It isn't every day I make a purchase, but I did so at the recent ploughing championships. I purchased a hat.
A hat, I feel, when perched properly on my head, sets me apart from the farming herd.
I bought a dark-coloured beauty made in Scotland from cowhide - and it didn't come cheap; it cost me all of €35. An arm and a leg really for a man in my position.
There was a lot of head scratching done before, and indeed after the event, for a purchase of this magnitude is not made every day.
But in the end, I took the plunge and I'm glad now that I did.
The hat at this present moment rests on my head, and I doubt if King Charles III of England has a better fitting crown. The thing was made for me.
As I look out the window, I can see my regal reflection. I look like a million dollars; I look like a toff, a horse trainer, and a cattle dealer all rolled into one.
But perfect and all as it may be, I do not by nature have a head for hats.
Call me big-headed, call me a swelled-headed old fool, call me what you like, but the milliners of the world have up to this point struggled, failed and generally made a bags of creating a hat suitable to the contours of my cranium.
I've had caps aplenty over the years but never a hat large enough to cover the circumference of my head.

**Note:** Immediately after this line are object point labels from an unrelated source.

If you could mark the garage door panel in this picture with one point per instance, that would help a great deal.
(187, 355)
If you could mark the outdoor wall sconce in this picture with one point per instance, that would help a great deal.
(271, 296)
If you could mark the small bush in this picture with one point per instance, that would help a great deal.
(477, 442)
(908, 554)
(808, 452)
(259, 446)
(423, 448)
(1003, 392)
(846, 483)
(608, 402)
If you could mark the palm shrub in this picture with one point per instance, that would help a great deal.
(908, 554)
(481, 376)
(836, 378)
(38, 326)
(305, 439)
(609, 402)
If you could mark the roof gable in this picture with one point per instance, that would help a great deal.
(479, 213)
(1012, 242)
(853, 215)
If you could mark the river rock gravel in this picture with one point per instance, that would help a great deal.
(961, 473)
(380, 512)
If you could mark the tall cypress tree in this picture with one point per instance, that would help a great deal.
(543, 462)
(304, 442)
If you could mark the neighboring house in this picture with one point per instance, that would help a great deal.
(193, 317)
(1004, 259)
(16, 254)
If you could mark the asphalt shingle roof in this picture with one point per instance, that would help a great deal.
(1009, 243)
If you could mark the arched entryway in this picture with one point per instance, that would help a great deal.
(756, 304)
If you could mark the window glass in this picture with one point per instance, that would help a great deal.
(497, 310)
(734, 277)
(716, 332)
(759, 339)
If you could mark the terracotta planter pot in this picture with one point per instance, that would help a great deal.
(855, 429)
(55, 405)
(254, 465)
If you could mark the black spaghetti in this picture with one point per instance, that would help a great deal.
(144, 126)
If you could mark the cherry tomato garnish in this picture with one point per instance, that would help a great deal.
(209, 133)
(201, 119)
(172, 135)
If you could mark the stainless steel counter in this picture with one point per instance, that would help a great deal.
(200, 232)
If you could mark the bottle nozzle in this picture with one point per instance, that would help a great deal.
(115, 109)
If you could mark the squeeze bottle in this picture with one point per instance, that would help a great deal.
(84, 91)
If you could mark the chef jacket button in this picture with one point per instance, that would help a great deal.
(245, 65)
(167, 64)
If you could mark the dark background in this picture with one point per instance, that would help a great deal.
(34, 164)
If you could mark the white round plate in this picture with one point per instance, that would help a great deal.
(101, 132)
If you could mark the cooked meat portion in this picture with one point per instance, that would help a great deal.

That large expanse of ground between my two ears has vexed the greatest of minds all over the world.
Well, at the ploughing championships in September, my prayers were answered when this Scottish gentleman secured a hat for my head that was large enough to cover the territory.
"Aye," says he, yanking out his measuring tape after I introduced myself. "Yer head looks about as big as a turnip. It's a bawhair away from a politician’s."
But troublesome and all as my head was, the man from the land of Rob Roy and the Lock Ness monster was not one to back away from a challenge, and eventually found a hat that fitted me down to the ground.
A hat large enough not only to cover my head but, when pulled slightly down, is large enough to cover my eyes and ears also. Ideal really for an under-pressure farmer such as myself.
So now, should I be subjected to anything on the farm that is objectionable to my eyes or my ears, I have a means of shielding myself from all harm.
A means of hiding myself away under my hat until conditions improve.
Of course, I can't hide under my hat forever, but at least it gives me the opportunity to ponder on a solution to any crisis at hand.
My hat also, I believe, when worn correctly, gives one the illusion that I am three inches taller, two stone lighter, and 10 years younger.
With the hat, I'm as cool as Kojak and as confident as old JR.
With the hat, I'd be a very marketable bachelor and married in no time - if the deed had not already been done.
It's a hat I'd wear in bed if my missus permitted it and a hat I'll wear to the end if the man above allows it.